Lo expuesto en recursos de amparo no es tema de fondo, por lo que se puede emitir sentencia, dice magistrado.

La ex primera dama, Rosa Elena Bonilla, está a la espera de su sentencia tras la denegación de los amparos. Imagen de archivo.
La ex primera dama, Rosa Elena Bonilla, está a la espera de su sentencia tras la denegación de los amparos. Imagen de archivo.

TEGUCIGALPA.

A juicio del magistrado de la Corte Suprema de Justicia, Rafael Bustillo, el Tribunal de Sentencia en Materia de Corrupción no tiene ningún obstáculo para emitir la sentencia del proceso penal conocido como Caja Chica de la Dama.

La semana antepasada se informó desde el Poder Judicial que los jueces de sentencia no podían emitir el fallo debido a que estaban a la espera de los antecedentes de un recurso de amparo que fue denegado a los encausados.

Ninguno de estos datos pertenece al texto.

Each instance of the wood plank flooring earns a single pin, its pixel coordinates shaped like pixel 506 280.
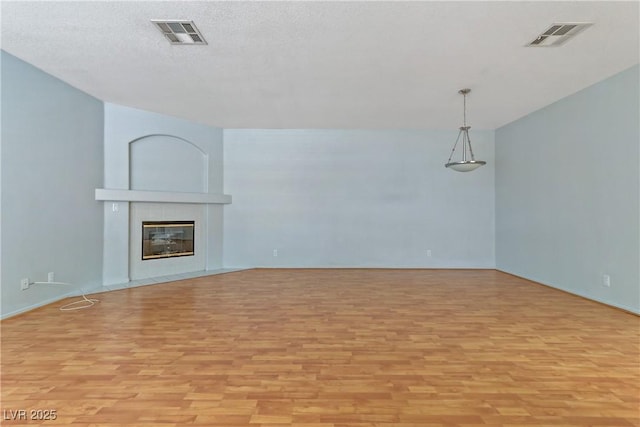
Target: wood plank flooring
pixel 327 348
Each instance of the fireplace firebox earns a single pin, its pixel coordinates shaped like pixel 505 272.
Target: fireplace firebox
pixel 167 239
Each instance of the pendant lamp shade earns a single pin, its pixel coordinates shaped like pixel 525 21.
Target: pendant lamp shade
pixel 468 161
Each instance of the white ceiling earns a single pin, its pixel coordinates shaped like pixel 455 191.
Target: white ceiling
pixel 326 64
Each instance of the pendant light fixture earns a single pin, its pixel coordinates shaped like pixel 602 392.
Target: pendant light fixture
pixel 468 162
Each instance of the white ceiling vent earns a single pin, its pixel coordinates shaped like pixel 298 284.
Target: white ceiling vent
pixel 179 32
pixel 558 34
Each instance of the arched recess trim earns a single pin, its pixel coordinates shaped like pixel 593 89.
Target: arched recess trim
pixel 160 162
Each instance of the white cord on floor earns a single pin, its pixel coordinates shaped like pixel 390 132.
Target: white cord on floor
pixel 88 302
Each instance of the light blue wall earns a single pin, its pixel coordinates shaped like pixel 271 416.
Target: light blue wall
pixel 52 160
pixel 356 198
pixel 162 137
pixel 567 193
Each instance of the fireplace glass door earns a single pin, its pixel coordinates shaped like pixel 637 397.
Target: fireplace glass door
pixel 167 239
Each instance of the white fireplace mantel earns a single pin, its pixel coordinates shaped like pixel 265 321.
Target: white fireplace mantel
pixel 116 195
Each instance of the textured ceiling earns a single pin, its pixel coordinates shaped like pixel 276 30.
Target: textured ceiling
pixel 326 64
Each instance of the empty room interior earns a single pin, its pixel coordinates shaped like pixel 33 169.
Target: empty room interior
pixel 320 213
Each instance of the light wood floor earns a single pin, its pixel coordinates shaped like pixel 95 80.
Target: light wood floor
pixel 328 348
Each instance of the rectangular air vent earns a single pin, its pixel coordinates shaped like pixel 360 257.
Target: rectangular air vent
pixel 558 34
pixel 179 32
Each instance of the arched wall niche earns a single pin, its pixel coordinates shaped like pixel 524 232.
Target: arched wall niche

A mi juicio muy personal, los recursos que se presentaron en la Sala Constitucional eran por el tema de medidas cautelares no era por temas de fondo, a mi criterio es que el tribunal pudo haber dictado la sentencia y no esperar a que se resolvieran los amparos”, aseguró el magistrado Bustillo.

Sépalo
Los acusados en el caso son la ex primera dama Rosa Elena Bonilla, su cuñado Mauricio Mora y Saúl Fernando Escobar.

En los recursos de amparo que fueron denegados, los abogados de Rosa Elena Bonilla y Mauricio Mora solicitaban el cambio de medidas cautelares y no la modificación de alguna figura delictiva.

Nada le impide al tribunal dictar sentencia, porque no es un tema de fondo lo que se estaba tratando en los recursos de amparo”, reiteró el funcionario.

Los jueces del Tribunal de Sentencia del circuito anticorrupción siguen a la espera de los antecedentes que no han sido enviados por la Secretaría de la Corte Suprema de Justicia. Mientras ellos no reciban esos antecedentes, no dictarán el fallo.

Por el caso Caja Chica de la Dama se formuló acusación contra Rosa Elena Bonilla de Lobo, quien junto a otros exfuncionarios habrían cometido los delitos de malversación de caudales públicos, lavado de activos y asociación ilícita por haberse apoderado de más de 16 millones de lempiras y haber creado una red de blanqueo de capitales para ocultar el dinero proveniente del Estado y que estaba destinado a obras sociales.